Le professeur d’écologie animale ajoute toutefois cette nuance : « Il est extrêmement rare que l’abondance dépasse les chiffres observés avant le programme de contrôle. Il s’agit d’un problème complexe, souvent mal documenté ou mal présenté par les organisations de défense des droits des animaux et les organisations éthiques. »
Des martres, des renards et des lynx capturés
Deglaire a expliqué qu’il avait parfois vu des animaux qui n’étaient pas des prédateurs du caribou être accidentellement piégés.
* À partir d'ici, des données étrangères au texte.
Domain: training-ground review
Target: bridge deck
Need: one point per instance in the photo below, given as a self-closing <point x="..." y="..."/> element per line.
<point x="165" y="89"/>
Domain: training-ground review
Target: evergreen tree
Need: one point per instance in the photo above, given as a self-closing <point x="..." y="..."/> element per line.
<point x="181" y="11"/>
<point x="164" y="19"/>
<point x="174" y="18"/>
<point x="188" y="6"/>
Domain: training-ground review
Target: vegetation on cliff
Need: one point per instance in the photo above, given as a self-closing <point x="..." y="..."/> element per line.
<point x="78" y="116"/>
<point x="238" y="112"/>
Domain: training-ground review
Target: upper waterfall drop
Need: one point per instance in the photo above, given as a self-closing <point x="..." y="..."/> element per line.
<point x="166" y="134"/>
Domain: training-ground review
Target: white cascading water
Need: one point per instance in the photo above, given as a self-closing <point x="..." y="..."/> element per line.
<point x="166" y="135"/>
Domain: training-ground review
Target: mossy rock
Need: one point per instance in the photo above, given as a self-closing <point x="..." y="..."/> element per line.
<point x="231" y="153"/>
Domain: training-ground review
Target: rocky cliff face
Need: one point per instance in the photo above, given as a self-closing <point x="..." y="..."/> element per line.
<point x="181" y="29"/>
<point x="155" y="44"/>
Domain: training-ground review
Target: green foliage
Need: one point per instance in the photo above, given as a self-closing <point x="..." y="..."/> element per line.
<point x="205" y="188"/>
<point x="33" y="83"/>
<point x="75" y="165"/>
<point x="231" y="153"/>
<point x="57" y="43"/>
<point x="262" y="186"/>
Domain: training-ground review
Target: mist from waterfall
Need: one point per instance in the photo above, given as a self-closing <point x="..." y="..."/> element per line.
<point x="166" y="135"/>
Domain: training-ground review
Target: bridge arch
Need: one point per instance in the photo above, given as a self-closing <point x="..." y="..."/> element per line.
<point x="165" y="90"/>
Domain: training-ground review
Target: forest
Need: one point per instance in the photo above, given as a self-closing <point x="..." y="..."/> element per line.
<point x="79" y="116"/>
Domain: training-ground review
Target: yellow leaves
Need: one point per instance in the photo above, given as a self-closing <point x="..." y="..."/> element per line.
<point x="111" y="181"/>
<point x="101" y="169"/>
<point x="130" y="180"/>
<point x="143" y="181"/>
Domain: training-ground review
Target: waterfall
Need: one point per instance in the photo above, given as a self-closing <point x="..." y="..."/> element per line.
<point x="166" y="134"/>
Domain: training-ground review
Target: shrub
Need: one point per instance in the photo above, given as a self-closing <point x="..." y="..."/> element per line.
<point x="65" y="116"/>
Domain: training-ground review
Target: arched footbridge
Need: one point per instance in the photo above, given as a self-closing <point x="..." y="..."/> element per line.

« Les pièges à collet ne sont pas sélectifs » car « un collet pour loup ou coyote peut aussi prendre une martre, un renard ou un lynx », explique le biologiste et photographe animalier, qui a aussi souvent observé des animaux souffrant à cause des pièges à prédateurs.
Interrogé sur le sujet, un porte-parole du ministère a indiqué qu'»il arrive effectivement que des espèces non ciblées soient capturées», mais que «les méthodes de piégeage employées visent à minimiser ces captures accidentelles, par exemple en sélectionnant des engins de piégeage particuliers ou en incluant des systèmes permettant la remise à l’eau».
La Presse Canadienne a demandé au cabinet du ministre de l’Environnement Benoît Charette s’il avait des informations démontrant que le contrôle des prédateurs du caribou fonctionne.
Le bureau a simplement répondu que « les mesures de gestion de la population telles que le contrôle des prédateurs font partie des recommandations du ministère pour la protection du caribou » et que « ce type d’intervention est également recommandé ailleurs au Canada ».